FIG. 2 is an explanatory view showing a bending test method adopted in this embodiment.

[Explanation of symbols]

 DESCRIPTION OF SYMBOLS 1 Bending-resistant composite conductor 2 Core wire 3 Coating layer 4 Bending head 5 Roller

Continuation of the front page (51) Int.Cl. ⁷ Identification symbol FI Theme coat II (reference) H01B 13/00 501 H01B 13/00 501F // C22F 1/00 625 C22F 1/00 625 627 627 661 661 661A 680 680 680 685 685Z (72) Inventor Masayoshi Aoyama 5-1-1, Hidaka-cho, Hitachi City, Ibaraki Prefecture Within Hitachi Power Systems Co., Ltd. (72) Inventor Osamu 5-1-1, Hidaka-cho, Hitachi City, Ibaraki Prefecture Hitachi Cable F-term in Hidaka factory (reference) 5G301 AA01 AA07 AA08 AA09 AA11 AA20 AA24 AA30 AB05 5G307 BA01 BB02 BC03

Claims (5)

[Claims] 1. Pure copper is made of Sn, In, Cr, Zr, Fe,
One or two types of P are 0.01 to 0.3 wt%
A coating layer having a composition of Cu-0.01 to 0.3 wt% Zr around a core wire made of an added copper alloy or a copper alloy in which either Ag or Nb or 1 to 20 wt% of the alloy is added to pure copper.
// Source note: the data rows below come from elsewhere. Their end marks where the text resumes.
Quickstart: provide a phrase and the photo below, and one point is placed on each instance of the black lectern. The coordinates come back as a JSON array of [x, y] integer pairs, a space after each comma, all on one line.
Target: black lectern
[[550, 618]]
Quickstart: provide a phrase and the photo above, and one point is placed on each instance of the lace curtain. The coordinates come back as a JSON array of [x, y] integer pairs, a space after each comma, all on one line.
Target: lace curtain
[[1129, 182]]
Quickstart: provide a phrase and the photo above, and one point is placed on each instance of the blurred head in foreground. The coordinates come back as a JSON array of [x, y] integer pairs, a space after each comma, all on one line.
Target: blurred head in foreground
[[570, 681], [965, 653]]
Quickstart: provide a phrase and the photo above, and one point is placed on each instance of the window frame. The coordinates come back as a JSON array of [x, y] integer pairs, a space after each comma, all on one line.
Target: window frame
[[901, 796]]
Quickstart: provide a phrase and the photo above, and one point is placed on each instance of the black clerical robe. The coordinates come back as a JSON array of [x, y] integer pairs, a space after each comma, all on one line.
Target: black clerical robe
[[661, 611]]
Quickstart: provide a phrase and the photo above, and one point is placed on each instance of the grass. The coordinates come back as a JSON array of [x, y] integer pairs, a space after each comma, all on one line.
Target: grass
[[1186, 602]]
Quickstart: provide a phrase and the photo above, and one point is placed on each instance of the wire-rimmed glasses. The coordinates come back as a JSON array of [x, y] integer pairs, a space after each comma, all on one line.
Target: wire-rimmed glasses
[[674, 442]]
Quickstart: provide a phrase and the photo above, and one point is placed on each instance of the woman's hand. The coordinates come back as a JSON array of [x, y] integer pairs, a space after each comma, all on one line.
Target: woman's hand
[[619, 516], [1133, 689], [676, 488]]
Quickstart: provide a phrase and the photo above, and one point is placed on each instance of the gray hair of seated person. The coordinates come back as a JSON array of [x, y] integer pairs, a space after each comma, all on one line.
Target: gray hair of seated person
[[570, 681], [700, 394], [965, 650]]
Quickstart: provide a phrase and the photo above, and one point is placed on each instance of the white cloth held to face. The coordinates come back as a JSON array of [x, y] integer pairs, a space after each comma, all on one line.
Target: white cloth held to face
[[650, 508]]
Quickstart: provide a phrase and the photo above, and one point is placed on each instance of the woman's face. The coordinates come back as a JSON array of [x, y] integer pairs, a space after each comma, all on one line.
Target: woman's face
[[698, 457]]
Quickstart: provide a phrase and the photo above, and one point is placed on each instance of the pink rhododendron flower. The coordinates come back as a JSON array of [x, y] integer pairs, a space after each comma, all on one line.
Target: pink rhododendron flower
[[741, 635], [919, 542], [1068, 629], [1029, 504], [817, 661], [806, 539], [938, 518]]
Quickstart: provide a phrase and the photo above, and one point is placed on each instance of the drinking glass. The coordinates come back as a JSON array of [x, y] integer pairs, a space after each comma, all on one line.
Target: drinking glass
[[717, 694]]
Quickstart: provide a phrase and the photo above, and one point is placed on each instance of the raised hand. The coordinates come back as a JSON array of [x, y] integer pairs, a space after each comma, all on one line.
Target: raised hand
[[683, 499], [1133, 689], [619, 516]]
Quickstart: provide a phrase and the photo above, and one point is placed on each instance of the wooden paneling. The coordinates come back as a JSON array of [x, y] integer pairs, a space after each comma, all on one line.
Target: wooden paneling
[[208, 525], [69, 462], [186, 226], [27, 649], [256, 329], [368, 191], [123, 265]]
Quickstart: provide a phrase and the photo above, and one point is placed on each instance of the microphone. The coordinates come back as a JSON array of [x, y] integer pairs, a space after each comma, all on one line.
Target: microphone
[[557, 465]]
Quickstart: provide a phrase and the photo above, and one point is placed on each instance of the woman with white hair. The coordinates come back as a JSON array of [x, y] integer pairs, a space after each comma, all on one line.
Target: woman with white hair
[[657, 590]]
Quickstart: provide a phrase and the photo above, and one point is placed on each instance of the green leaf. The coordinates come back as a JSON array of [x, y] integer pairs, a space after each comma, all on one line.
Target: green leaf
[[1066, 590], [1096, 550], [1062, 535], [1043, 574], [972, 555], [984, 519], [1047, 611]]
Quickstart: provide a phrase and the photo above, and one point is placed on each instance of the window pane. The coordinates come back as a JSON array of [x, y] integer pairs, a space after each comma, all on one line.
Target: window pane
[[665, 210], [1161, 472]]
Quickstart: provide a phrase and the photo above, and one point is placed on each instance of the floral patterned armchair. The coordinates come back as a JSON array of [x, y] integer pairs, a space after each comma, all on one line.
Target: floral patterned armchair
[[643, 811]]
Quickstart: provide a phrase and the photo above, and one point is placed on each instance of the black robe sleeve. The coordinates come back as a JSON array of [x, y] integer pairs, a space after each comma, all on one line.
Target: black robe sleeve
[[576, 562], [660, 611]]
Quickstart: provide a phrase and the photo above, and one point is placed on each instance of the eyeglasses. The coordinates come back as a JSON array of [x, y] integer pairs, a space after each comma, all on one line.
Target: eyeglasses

And a conductivity of 70% IAC
A flex-resistant composite conductor having a wire diameter of at least S and a diameter of 0.01 to 0.5 mm. 2. The flex-resistant composite conductor according to claim 1, wherein the pure copper is tough pitch copper (TPC) or oxygen-free copper (OFC). 3. A tough pitch copper (TC) having a flex life of 0.1% in diameter, a load equivalent to 20% of the rupture load, and a bending life of 1% when repeatedly bent 90 ° left and right.
3. The method according to claim 1, which is at least three times P).
2. The flexible composite conductor according to item 1. 4. Pure copper is made of Sn, In, Cr, Zr, Fe,
One or two types of P are 0.01 to 0.3 wt%
The copper alloy added, or a copper alloy obtained by adding 1 to 20 wt% of either Ag or Nb or its alloy to pure copper,
After incorporating a copper strip having a composition of 0.01 to 0.3 wt% Zr into a welded copper alloy pipe,
A method for producing a bending-resistant composite conductor, characterized in that the wire is drawn to 0.5 mm. 5. The tough pitch copper (TP) as the pure copper.
The method for producing a flex-resistant composite conductor according to claim 4, wherein either C) or oxygen-free copper (OFC) is used.